Com estes preliminares, podemos perceber a complexidade do tema. Giddens, Lyotard e Canclini defendem suas posições e a despeito de algumas diferenças percebe-se que esse processo da modernidade ou modernização circula entre nós todo o tempo e querer sobrepor o antes e o depois de forma radical é que acaba complicando a nossa visão do mundo. Sem fugir do tema, quero relatar uma experiência pessoal. Entre os anos de 1986 e 1989 tive a oportunidade de viver no Cairo/Egito e sempre que ia ao centro da cidade observava com surpresa e interesse as mulheres com suas longas roupas negras, o rosto totalmente coberto, com apenas uma pequena tela na frente dos olhos que é o seu ponto de contato com o mundo. Elas se colocavam frente as vitrines onde estavam expostos vários objetos eletrônicos, o que se podia obter de mais moderno para a época,

vindos na sua grande maioria da Europa. Aquela cena permanece em minha memória. O contraste entre a tradição e a modernidade lado a lado é algo que surpreende e, ás vezes, choca. É o antigo convivendo com o novo numa condição sócio-cultural complexa, que o paradigma unilinear da modernidade tem tanta dificuldade de assimilar. Como diz Canclini no texto acima, “é uma situação de trânsito interminável” e “com todas as contradições que existem entre modernismo e modernização”.

Muitos autores, como Canclini e Giddens, rejeitam a pós-modernidade.

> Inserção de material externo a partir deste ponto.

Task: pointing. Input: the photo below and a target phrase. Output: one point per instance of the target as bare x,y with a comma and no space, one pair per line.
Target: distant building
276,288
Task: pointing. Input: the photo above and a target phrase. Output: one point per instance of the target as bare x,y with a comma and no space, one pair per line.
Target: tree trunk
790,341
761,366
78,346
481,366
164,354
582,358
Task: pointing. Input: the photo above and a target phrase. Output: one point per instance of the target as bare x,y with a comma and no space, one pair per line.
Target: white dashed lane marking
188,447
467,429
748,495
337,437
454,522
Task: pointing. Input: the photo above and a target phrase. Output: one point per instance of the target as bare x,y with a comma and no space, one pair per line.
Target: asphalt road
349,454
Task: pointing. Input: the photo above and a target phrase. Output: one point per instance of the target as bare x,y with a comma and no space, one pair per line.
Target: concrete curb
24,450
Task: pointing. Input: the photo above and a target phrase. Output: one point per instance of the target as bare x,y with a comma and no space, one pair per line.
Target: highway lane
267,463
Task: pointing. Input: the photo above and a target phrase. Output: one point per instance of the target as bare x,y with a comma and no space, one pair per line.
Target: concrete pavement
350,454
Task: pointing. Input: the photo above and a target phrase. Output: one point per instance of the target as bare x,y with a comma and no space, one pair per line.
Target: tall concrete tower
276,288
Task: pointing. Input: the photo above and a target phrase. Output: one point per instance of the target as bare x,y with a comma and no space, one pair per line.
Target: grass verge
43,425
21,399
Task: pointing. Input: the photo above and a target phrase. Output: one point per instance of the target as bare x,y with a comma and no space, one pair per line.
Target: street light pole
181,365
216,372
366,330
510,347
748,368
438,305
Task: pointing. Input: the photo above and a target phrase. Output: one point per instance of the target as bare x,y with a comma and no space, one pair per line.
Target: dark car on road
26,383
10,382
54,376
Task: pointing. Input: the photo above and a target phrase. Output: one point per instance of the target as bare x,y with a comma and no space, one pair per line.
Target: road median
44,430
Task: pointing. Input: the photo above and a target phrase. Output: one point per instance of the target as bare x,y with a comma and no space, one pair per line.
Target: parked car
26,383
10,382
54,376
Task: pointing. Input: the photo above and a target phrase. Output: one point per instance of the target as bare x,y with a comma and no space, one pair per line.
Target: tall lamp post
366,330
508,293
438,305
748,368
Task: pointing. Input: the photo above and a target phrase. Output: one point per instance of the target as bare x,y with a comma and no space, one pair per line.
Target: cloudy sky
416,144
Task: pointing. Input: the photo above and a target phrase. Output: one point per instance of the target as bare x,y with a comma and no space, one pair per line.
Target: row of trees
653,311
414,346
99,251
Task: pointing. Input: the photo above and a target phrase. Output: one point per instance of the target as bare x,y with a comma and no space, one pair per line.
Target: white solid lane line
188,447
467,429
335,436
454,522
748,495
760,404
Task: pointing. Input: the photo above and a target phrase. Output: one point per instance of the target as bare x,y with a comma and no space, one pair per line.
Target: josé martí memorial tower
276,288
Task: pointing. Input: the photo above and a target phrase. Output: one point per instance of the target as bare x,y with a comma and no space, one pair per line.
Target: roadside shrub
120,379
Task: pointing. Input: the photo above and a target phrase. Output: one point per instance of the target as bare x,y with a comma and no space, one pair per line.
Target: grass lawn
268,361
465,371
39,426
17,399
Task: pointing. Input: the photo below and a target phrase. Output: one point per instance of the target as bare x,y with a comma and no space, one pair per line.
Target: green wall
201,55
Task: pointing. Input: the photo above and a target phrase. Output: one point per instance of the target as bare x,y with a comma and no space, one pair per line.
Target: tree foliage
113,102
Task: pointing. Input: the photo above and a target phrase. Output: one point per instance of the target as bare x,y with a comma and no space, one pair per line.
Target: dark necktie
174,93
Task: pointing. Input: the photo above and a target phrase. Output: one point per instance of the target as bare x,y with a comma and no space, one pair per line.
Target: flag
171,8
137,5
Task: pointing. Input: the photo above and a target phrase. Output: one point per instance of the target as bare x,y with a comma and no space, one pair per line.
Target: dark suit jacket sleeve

Embora a era moderna ainda persista sob os aspectos sociais e culturais, é possível afirmar com Queiroz (2006:4) que

o rosto do homem contemporâneo já não é o mesmo de 50 anos atrás. É plausível falar-se em pós-modernismo como um jeito novo de estar e ser no momento atual, que vai do social às ciências, da filosofia à literatura e demais humanidades, das artes ao folclore, da linguagem à comunicação, das teologias às ciências da religião. (QUEIROZ, 2006:4).